E é por isso que a ética é uma das tendências globais do desenvolvimento humano. A ética permite-nos viver uma vida melhor por nos ajudar a lidar com o sofrimento e a evitá-lo (uma atitude muito pouco tradicional em Portugal, onde tudo se remenda e pouco se previne – exceção feita ao programa de vacinação).
Viver uma vida ética impede-nos de negar a realidade, faz-nos procuradores da verdade nos vários domínios da vida. O que nos leva a resolver o problema de desconexão com a realidade em que muitas pessoas vivem – isso apesar das super-rápidas conexões de internet.

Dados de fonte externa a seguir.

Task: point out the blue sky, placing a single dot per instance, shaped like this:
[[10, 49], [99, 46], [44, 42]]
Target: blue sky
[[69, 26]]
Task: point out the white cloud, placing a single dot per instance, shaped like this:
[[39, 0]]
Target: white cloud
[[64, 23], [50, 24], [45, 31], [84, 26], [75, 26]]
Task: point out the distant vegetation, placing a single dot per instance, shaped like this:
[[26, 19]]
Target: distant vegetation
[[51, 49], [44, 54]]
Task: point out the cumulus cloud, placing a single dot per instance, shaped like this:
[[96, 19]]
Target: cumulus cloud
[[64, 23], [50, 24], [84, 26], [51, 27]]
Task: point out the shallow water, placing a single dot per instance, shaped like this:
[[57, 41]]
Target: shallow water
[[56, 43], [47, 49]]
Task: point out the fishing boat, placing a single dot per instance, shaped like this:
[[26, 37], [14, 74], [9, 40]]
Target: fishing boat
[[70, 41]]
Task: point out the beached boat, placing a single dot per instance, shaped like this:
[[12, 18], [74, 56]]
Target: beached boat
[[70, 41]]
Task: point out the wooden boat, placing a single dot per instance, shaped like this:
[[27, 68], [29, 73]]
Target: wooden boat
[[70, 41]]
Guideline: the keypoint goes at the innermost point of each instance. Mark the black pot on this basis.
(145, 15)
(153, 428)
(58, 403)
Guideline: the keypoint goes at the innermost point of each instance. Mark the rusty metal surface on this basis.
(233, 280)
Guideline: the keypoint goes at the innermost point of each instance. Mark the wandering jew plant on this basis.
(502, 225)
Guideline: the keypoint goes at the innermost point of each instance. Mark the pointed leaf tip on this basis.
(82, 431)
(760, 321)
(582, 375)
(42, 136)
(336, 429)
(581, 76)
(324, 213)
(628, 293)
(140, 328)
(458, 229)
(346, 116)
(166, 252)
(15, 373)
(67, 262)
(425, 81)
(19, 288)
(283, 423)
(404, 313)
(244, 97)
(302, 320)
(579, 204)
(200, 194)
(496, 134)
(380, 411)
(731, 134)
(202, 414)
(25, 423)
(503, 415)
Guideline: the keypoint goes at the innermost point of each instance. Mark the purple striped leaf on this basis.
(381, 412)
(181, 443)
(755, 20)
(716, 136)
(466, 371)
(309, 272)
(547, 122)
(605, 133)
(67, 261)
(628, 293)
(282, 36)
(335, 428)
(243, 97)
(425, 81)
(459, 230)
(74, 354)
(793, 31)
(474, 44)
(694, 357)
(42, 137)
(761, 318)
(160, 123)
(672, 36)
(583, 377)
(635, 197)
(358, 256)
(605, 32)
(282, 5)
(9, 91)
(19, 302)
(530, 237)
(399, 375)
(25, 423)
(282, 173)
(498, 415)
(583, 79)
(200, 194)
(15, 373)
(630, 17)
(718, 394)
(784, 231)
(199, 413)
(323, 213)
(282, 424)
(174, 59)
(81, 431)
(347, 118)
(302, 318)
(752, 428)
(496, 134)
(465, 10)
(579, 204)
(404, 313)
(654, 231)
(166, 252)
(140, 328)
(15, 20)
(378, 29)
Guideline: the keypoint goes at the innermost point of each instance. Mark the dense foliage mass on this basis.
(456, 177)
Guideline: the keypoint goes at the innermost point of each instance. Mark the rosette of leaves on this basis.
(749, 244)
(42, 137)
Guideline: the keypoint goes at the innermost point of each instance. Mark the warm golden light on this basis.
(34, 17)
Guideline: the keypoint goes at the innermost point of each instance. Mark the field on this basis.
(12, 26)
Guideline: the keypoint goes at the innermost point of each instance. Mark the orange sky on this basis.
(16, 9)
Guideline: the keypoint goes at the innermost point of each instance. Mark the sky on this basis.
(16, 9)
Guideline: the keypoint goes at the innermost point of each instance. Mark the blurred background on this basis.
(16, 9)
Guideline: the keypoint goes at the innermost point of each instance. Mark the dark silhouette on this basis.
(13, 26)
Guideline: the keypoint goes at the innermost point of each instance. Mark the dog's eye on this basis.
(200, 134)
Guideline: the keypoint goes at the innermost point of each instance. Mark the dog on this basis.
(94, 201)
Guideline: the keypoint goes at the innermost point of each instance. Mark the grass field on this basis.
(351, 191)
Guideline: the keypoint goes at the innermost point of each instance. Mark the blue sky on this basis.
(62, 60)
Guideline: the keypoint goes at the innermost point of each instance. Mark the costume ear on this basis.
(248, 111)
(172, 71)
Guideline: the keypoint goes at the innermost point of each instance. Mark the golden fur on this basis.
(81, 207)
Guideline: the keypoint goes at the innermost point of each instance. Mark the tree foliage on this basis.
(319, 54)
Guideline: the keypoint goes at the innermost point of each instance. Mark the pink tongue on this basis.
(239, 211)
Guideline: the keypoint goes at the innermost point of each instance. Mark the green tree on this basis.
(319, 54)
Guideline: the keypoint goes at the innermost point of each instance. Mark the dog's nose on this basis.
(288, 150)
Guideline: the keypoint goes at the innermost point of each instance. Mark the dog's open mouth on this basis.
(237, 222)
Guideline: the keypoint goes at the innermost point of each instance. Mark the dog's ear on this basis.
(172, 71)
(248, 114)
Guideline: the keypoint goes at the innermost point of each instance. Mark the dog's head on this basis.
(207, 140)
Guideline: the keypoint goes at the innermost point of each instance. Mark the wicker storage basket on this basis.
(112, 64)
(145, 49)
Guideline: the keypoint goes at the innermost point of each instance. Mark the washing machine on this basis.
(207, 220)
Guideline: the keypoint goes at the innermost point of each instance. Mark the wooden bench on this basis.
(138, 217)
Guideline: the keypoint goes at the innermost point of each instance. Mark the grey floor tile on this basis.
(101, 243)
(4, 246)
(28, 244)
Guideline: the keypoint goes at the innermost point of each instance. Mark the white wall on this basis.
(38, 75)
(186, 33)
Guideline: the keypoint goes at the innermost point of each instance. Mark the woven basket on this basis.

A comida vem em embalagens ou aparece nas mesas dos restaurantes. Os produtos básicos compram-se e ninguém sabe de onde vêm ou o mal que fazem, ou o quanto vai custar livrar-se de tantas embalagens. Os serviços públicos e privados compram-se, e muitas vezes as pessoas por detrás desses serviços são desumanizadas ou ignoradas (que neste contexto, vale o mesmo). Tudo se compra. As pessoas são utensílios que realizam serviços. Utilidades que nos servem quando surge uma necessidade. Há uma clara falha de empatia social.
Da falta de empatia resulta um grande desconhecimento da realidade.
O que faz com que muitas pessoas tomem decisões sem saberem o que estão a fazer. Isso é tão válido para decisores políticos e empresários, que vivem alienados num mundo de dados por vezes viciados, como para os cidadãos que não tendo responsabilidades políticas têm responsabilização social nas escolhas que fazem, e na forma como vivem e tratam os outros.
Para conhecermos a realidade, na busca incessante pela verdade, temos obrigatoriamente que nos interessar pelos outros. Pelo menos eu não conheço outra forma de o fazer.
Interessar-se pela triste senhora desengraçada com quem nos cruzamos ao passar de carro, a quem um simples bom dia à distância revelou um sorriso e uma alegria singela no despertar do desconfinamento. Pela criança que faz birra no café para atrair a atenção de alguém. Pelas pessoas que com quem nos cruzamos e de quem nem sempre gostamos. Por todas as pessoas que não conhecemos e sabemos que não podemos fazer sorrir, mas que são o nosso próximo, pois vivemos numa aldeia global. Quando não atendemos à empatia que faz de nós melhores seres humanos arriscamos-nos a esquecer ou negar a evidência de que dependemos uns dos outros.
A nossa interdependência é sanitária, económica, social, educacional, tecnológica. Todas as áreas das nossas vidas ligam-se como fios de uma invisível teia. Sem a ética a orientar os nossos comportamentos criamos o caos. E não é num mundo quase caótico que vivemos?